Here is a concise solution focusing on key concepts and essential derivation steps.

1. Kinematics of the Stick's Center

Let the corner between the wall and the ground be the origin. The position of the stick's ends are $A(0, y_A)$ and $B(x_B, 0)$. The stick has length $2l$, so $x_B^2 + y_A^2 = (2l)^2$. Let $\theta$ be the angle the stick makes with the ground.

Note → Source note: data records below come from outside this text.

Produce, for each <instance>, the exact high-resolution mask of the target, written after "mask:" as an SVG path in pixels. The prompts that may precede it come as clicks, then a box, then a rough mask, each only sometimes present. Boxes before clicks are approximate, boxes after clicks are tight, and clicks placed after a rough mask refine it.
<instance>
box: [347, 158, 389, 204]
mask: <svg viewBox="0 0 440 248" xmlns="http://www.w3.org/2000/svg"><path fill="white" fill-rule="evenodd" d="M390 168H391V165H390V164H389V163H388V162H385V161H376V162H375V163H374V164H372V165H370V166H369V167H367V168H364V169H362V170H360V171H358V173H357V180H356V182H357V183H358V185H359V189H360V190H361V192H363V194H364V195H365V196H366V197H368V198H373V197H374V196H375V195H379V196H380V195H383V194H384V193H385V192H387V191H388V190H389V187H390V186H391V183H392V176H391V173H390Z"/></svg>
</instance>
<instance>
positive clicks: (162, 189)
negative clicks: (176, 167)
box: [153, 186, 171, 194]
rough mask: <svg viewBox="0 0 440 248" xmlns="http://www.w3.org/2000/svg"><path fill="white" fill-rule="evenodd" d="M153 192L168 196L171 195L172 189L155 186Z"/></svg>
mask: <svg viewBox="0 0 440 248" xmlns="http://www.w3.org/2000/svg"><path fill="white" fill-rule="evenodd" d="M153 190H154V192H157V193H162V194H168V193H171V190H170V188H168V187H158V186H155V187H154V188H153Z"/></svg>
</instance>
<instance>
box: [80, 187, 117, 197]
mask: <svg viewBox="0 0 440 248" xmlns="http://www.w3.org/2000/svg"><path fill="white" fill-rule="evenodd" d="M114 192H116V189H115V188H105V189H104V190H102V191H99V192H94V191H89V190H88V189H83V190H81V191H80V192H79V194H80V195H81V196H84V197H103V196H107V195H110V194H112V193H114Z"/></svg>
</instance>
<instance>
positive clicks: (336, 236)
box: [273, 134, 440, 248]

The coordinates of the ends are $x_B = 2l \cos\theta$ and $y_A = 2l \sin\theta$. The ball is at the center of the stick, $C(x_c, y_c)$, where:

$$x_c = l \cos\theta$$ $$y_c = l \sin\theta$$

2. Acceleration of the Ball

The end B moves at a constant horizontal velocity $v$, so $v_B = \dot{x}_B = v$, and its acceleration is $a_B = \ddot{x}_B = 0$.

From the geometric relation $x_c = x_B/2$, we can find the horizontal acceleration of the ball by differentiating twice with respect to time:

$$\dot{x}_c = \frac{\dot{x}_B}{2} = \frac{v}{2}$$ $$a_{cx} = \ddot{x}_c = \frac{\ddot{x}_B}{2} = 0$$

The horizontal acceleration of the ball is zero.

To find the vertical acceleration, we first relate the angular velocity $\dot{\theta}$ to $v$:

$$v = \dot{x}_B = \frac{d}{dt}(2l \cos\theta) = -2l \sin\theta \, \dot{\theta}$$ $$\dot{\theta} = -\frac{v}{2l \sin\theta}$$

Now, we find the vertical acceleration $a_{cy}$ by differentiating $y_c$ twice:

$$v_{cy} = \dot{y}_c = \frac{d}{dt}(l \sin\theta) = l \cos\theta \, \dot{\theta}$$

Substituting $\dot{\theta}$:

$$v_{cy} = l \cos\theta \left(-\frac{v}{2l \sin\theta}\right) = -\frac{v}{2} \cot\theta$$

Differentiating again to find acceleration:

$$a_{cy} = \dot{v}_{cy} = \frac{d}{dt}\left(-\frac{v}{2} \cot\theta\right) = -\frac{v}{2} (-\csc^2\theta) \dot{\theta} = \frac{v}{2 \sin^2\theta} \dot{\theta}$$

Substituting $\dot{\theta}$ again:

$$a_{cy} = \frac{v}{2 \sin^2\theta} \left(-\frac{v}{2l \sin\theta}\right) = -\frac{v^2}{4l \sin^3\theta}$$

At the specified angle $\theta = 45^\circ$, we have $\sin(45^\circ) = 1/\sqrt{2}$:

$$a_{cy} = -\frac{v^2}{4l (1/\sqrt{2})^3} = -\frac{v^2}{4l (1/2\sqrt{2})} = -\frac{\sqrt{2}v^2}{2l}$$

The acceleration of the ball is $\vec{a}_c = a_{cx}\hat{i} + a_{cy}\hat{j} = -\frac{\sqrt{2}v^2}{2l} \hat{j}$.

3. Force on the Stick

The forces acting on the ball are gravity $\vec{F}_g = -mg\hat{j}$ and the force from the stick, $\vec{F}_{stick \to ball}$. Applying Newton's second law to the ball:

$$\vec{F}_{stick \to ball} + \vec{F}_g = m\vec{a}_c$$ $$\vec{F}_{stick \to ball} = m\vec{a}_c - \vec{F}_g = m\left(-\frac{\sqrt{2}v^2}{2l}\hat{j}\right) - (-mg\hat{j})$$ $$\vec{F}_{stick \to ball} = \left(mg - \frac{m\sqrt{2}v^2}{2l}\right)\hat{j}$$

The problem asks for the force of the ball applied on the stick, $\vec{F}_{ball \to stick}$. By Newton's third law, this is the reaction force:

$$\vec{F}_{ball \to stick} = -\vec{F}_{stick \to ball}$$ $$\vec{F}_{ball \to stick} = -\left(mg - \frac{m\sqrt{2}v^2}{2l}\right)\hat{j} = \left(\frac{m\sqrt{2}v^2}{2l} - mg\right)\hat{j}$$

This force is purely vertical. A non-calculus method is not feasible as calculating acceleration from a non-uniform motion inherently requires differentiation.